One of the key tasks of a Wall Street stock analyst watching the American auto industry is to sift through as much sales data as possible every day to find hidden patterns and proofs, like a ghost hunter in an old motel. One analyst crunched some numbers to come up with what he called the hottest-selling vehicles in the United States -- but his report turns out to be more accurate at spotting the three models with the worst performance this year.
As Business Insider noted, Morgan Stanley analyst Adam Jonas presents a graph in his report this week showing "model hotness" -- a measure that combines sales with changes in rebates and other incentives. If an automaker's boosting sales while cutting back on incentives, then a model is hot; if they're throwing money on the hood and still not luring buyers, then it's cooling off. In his most recent chart, Jonas named three models as hotter than any other: the Toyota Camry, the Mercedes M-Class sport utility vehicle and the Honda CR-V.
But there's a few issues that cloud this approach. To keep his data clean, Jonas only looks at the top three sellers for each automaker -- eliminating cars known to be in high demand such as the Scion FR-S. His approach also can't take into account vehicles whose demand is limiting supply, as Hyundai claims it's facing with the new Elantra. And some cars sales have soared from the previous year because of a rebound by Japanese automakers following the tsunami that sharply curbed output.
Yet Jonas' chart does offer a detailed picture of which cars are struggling the most. In an overall market that's growing, any high-volume model that's not selling well stands out. If sales are falling despite higher incentives, that's a sign of even bigger trouble. And by Jonas' figures, the coldest models in America are the Volkswagen Jetta, the Mercedes E-Class sedan and the Chevrolet Cruze.
Of the three, the Jetta has the worst combination of higher incentives -- namely zero-percent loans -- that haven't prevented a 10 percent drop in sales through July. Cruze sales have slipped nearly 13 percent, although Chevrolet hasn't boosted incentives as much as VW, with just a $1,000 national rebate or 3.9 percent financing. And the Mercedes E-Class sedan has 4.4 percent fewer buyers than a year ago, even as Mercedes overall has grown 13 percent this year.

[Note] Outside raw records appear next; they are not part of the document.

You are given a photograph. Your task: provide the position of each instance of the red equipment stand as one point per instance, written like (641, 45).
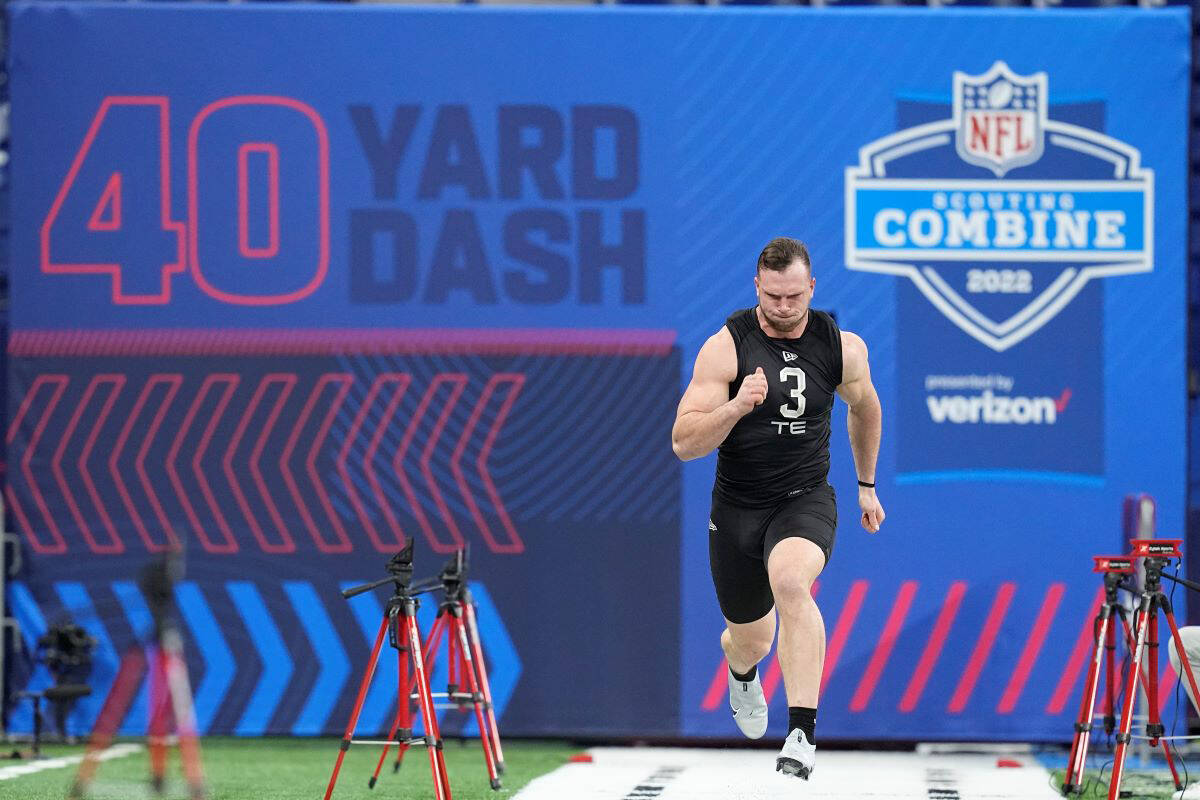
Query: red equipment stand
(1114, 567)
(1157, 554)
(400, 624)
(171, 696)
(456, 624)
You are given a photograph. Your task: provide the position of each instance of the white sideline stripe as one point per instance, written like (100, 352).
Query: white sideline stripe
(621, 774)
(115, 751)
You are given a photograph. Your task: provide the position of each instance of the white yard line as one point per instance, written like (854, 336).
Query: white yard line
(681, 774)
(39, 764)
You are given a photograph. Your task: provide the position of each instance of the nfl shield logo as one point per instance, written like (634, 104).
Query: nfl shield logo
(1000, 118)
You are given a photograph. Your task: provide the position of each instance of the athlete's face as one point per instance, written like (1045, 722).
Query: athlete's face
(784, 296)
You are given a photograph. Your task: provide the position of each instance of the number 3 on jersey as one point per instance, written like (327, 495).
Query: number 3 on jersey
(786, 373)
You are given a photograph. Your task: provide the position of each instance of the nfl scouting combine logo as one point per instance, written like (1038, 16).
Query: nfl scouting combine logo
(1000, 215)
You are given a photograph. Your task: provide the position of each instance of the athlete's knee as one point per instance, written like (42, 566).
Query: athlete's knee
(751, 644)
(792, 590)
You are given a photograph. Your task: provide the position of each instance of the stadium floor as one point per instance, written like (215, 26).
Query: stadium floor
(294, 769)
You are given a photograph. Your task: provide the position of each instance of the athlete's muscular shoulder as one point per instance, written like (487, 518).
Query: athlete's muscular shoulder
(717, 367)
(856, 372)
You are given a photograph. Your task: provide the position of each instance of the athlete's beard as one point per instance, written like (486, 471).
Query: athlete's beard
(786, 325)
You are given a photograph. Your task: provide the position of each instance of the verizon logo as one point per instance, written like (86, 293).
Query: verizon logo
(988, 408)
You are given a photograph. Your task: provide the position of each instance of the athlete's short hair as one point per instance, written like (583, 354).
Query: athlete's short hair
(780, 252)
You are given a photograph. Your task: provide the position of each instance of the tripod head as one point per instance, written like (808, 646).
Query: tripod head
(157, 583)
(400, 572)
(454, 575)
(1157, 554)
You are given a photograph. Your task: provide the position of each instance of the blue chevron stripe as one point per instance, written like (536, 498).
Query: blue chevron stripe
(379, 708)
(273, 654)
(27, 613)
(334, 665)
(142, 624)
(77, 602)
(219, 663)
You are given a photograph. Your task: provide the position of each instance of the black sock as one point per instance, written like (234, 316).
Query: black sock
(803, 719)
(747, 677)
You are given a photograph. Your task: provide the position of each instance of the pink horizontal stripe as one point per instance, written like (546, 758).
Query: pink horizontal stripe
(502, 341)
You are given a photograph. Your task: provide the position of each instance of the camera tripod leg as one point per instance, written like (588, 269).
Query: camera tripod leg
(401, 702)
(459, 630)
(429, 715)
(481, 674)
(179, 690)
(1074, 779)
(157, 722)
(1123, 738)
(132, 667)
(358, 707)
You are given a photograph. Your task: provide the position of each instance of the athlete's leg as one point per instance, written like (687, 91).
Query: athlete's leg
(792, 566)
(748, 643)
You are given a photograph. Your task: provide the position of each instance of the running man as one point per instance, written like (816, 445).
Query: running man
(762, 394)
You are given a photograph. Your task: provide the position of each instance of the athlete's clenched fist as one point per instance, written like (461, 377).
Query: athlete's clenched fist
(753, 391)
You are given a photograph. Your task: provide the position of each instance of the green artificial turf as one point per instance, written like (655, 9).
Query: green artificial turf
(299, 769)
(1144, 785)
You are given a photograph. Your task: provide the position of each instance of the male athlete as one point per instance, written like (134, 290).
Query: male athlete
(762, 392)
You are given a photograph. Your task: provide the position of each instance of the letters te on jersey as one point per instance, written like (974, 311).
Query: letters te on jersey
(1000, 215)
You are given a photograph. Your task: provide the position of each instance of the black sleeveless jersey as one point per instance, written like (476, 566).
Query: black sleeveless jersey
(783, 445)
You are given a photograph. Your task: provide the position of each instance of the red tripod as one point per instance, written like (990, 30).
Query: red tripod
(1114, 567)
(400, 624)
(1157, 554)
(456, 625)
(171, 696)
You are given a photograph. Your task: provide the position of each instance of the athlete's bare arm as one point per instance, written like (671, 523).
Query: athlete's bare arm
(706, 413)
(865, 423)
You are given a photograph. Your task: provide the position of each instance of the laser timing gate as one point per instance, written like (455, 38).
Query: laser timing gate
(467, 686)
(1141, 641)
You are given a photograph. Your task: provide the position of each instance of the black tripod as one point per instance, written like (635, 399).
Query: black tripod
(400, 625)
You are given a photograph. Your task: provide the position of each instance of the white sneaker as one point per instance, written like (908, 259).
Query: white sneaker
(798, 756)
(749, 705)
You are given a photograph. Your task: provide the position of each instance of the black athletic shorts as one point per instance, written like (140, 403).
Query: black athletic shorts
(741, 540)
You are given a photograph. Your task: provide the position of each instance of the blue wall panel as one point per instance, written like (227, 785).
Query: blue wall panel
(295, 284)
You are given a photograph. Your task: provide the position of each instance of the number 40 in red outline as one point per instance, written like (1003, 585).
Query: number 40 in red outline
(173, 246)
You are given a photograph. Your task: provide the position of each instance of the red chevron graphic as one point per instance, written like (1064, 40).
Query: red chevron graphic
(514, 545)
(460, 382)
(402, 383)
(58, 545)
(1078, 656)
(883, 647)
(351, 438)
(231, 382)
(841, 631)
(256, 457)
(983, 647)
(397, 463)
(229, 545)
(173, 382)
(115, 546)
(343, 543)
(118, 383)
(286, 545)
(933, 647)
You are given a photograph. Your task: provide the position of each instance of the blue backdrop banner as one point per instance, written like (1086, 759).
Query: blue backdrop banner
(293, 286)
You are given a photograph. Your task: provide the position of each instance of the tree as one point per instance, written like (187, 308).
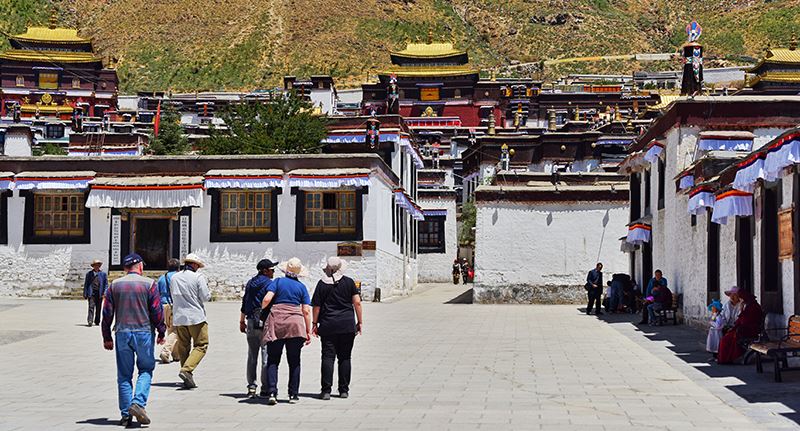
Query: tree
(171, 139)
(285, 125)
(468, 215)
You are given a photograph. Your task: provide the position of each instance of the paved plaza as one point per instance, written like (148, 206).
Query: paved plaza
(422, 363)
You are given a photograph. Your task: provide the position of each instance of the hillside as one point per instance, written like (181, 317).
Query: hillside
(188, 45)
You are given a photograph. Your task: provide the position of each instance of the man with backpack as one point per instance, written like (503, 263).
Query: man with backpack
(251, 324)
(167, 354)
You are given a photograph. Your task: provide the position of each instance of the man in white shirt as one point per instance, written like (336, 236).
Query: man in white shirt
(189, 293)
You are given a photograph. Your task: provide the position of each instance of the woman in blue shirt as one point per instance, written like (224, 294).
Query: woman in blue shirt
(288, 324)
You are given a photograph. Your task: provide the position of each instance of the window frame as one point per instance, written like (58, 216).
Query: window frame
(29, 229)
(441, 247)
(216, 233)
(300, 216)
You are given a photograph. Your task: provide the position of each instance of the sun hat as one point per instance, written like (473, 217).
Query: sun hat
(193, 258)
(333, 269)
(293, 267)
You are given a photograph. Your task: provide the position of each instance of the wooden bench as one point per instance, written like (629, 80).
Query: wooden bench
(779, 350)
(670, 313)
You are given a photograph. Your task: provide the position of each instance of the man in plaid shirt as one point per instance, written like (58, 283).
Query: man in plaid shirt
(134, 304)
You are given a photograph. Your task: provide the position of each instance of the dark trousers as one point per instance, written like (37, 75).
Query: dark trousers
(95, 309)
(595, 298)
(339, 347)
(274, 352)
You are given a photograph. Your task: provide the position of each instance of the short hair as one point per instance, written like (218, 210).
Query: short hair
(173, 264)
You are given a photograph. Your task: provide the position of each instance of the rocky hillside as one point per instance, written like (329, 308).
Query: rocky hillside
(242, 44)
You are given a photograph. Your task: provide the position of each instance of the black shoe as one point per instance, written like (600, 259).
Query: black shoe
(138, 411)
(188, 379)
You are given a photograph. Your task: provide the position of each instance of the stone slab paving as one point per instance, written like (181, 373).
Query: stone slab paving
(421, 364)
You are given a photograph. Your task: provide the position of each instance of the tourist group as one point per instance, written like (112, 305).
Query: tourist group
(277, 314)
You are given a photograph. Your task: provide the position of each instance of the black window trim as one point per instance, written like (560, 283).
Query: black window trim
(28, 237)
(216, 236)
(300, 218)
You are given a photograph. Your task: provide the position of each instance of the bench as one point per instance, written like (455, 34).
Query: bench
(779, 350)
(670, 313)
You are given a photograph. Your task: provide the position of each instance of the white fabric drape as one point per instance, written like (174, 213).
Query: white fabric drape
(748, 176)
(105, 198)
(243, 183)
(329, 183)
(787, 155)
(700, 201)
(732, 205)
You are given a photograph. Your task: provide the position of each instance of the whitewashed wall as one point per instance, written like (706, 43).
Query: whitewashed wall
(543, 251)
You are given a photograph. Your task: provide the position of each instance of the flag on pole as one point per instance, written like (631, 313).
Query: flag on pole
(157, 120)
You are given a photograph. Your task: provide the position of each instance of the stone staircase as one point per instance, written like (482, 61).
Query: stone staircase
(75, 291)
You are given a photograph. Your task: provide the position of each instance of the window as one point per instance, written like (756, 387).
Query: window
(431, 235)
(48, 81)
(54, 131)
(245, 212)
(330, 212)
(58, 215)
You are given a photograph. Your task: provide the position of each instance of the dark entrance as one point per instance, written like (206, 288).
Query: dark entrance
(152, 240)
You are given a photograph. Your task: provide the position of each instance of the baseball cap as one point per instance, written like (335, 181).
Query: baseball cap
(265, 264)
(132, 259)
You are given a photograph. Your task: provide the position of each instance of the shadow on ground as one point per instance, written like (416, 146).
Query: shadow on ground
(689, 344)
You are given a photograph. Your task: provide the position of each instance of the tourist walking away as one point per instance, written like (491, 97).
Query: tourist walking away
(168, 353)
(716, 324)
(133, 304)
(95, 284)
(250, 324)
(732, 307)
(288, 325)
(745, 329)
(189, 295)
(661, 299)
(594, 289)
(337, 318)
(647, 296)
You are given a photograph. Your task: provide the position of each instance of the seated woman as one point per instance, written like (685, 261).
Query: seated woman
(746, 327)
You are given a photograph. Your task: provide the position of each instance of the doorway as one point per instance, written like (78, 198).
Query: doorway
(152, 239)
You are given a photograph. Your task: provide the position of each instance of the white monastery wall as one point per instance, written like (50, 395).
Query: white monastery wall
(542, 252)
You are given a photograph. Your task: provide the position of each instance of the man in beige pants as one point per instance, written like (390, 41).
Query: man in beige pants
(189, 294)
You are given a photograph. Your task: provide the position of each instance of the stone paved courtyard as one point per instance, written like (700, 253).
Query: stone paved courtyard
(421, 364)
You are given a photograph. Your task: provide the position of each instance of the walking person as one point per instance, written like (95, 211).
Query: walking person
(167, 353)
(95, 284)
(250, 323)
(134, 305)
(337, 318)
(189, 294)
(594, 289)
(288, 325)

The Jetta and the Cruze both suffer from the return of a fully-stocked Honda and Toyota to the market, which has sparked a fierce battle with rebates and incentives. Toyota Corolla sales are up 14 percent, and Honda and Ford have both cranked up incentives on the Honda Civic and Ford Focus to keep customers interested. As for the E-Class -- it's now among Mercedes' older models, and also facing a resurgent Lexus, along with fresher competition from BMW and Audi. Hagglers, take note.